2. Simple Skill Structure

A Simple Skill is a single, self-contained agent skill that follows the Agent Skills Open Standard. It has one SKILL.md file and no marketplace.json.

2.1 Standard Directory Layout

skill-name/
├── SKILL.md          # <500 lines, spec-compliant frontmatter
├── scripts/          # Functional Python code
├── references/       # Detailed documentation (loaded on demand)
├── assets/           # Templates, schemas, data files
├── install.sh        # Cross-platform auto-detect installer
└── README.md         # Multi-platform installation instructions

Key rule: NO .claude-plugin/marketplace.json for simple skills. The SKILL.md file is the sole manifest and activation mechanism.

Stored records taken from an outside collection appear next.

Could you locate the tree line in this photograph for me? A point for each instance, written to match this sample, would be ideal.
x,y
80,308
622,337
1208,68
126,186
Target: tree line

2.2 SKILL.md Frontmatter (Required)

---
name: skill-name            # 1-64 chars, lowercase + hyphens, must match directory
description: >-             # 1-1024 chars, activation keywords included
  Description with domain keywords for agent discovery...
license: MIT                # or appropriate license
metadata:
  author: Author Name
  version: 1.0.0
compatibility: >-           # optional, use when platform-specific features exist
  Works on all platforms supporting the SKILL.md standard.
---

2.3 File Responsibilities

File/Directory Purpose Required?
SKILL.md Primary skill definition, frontmatter, instructions Yes
scripts/ Executable Python code (functional, no placeholders) Yes (if skill has code)
references/ Detailed documentation, API guides, methodology docs Recommended
assets/ Configuration files, templates, schemas, static data Optional
install.sh Cross-platform installer script Yes
README.md Installation instructions for 5+ platforms Yes

2.4 Why No marketplace.json for Simple Skills

Per the Agent Skills Open Standard and FR-005:

  • SKILL.md is the universal discovery mechanism across all 26+ platforms
  • marketplace.json is a Claude Code-specific plugin manifest, not part of the standard
  • Simple skills activate via their SKILL.md description field alone
  • Adding marketplace.json to a simple skill creates a non-standard structure that may confuse other platforms
  • Skills placed in ~/.claude/skills/ or .claude/skills/ are discovered automatically by Claude Code without marketplace.json

3. Complex Suite Structure

A Complex Suite bundles multiple related but independently usable skills under a single parent directory. It optionally includes a marketplace.json for Claude Code plugin registration.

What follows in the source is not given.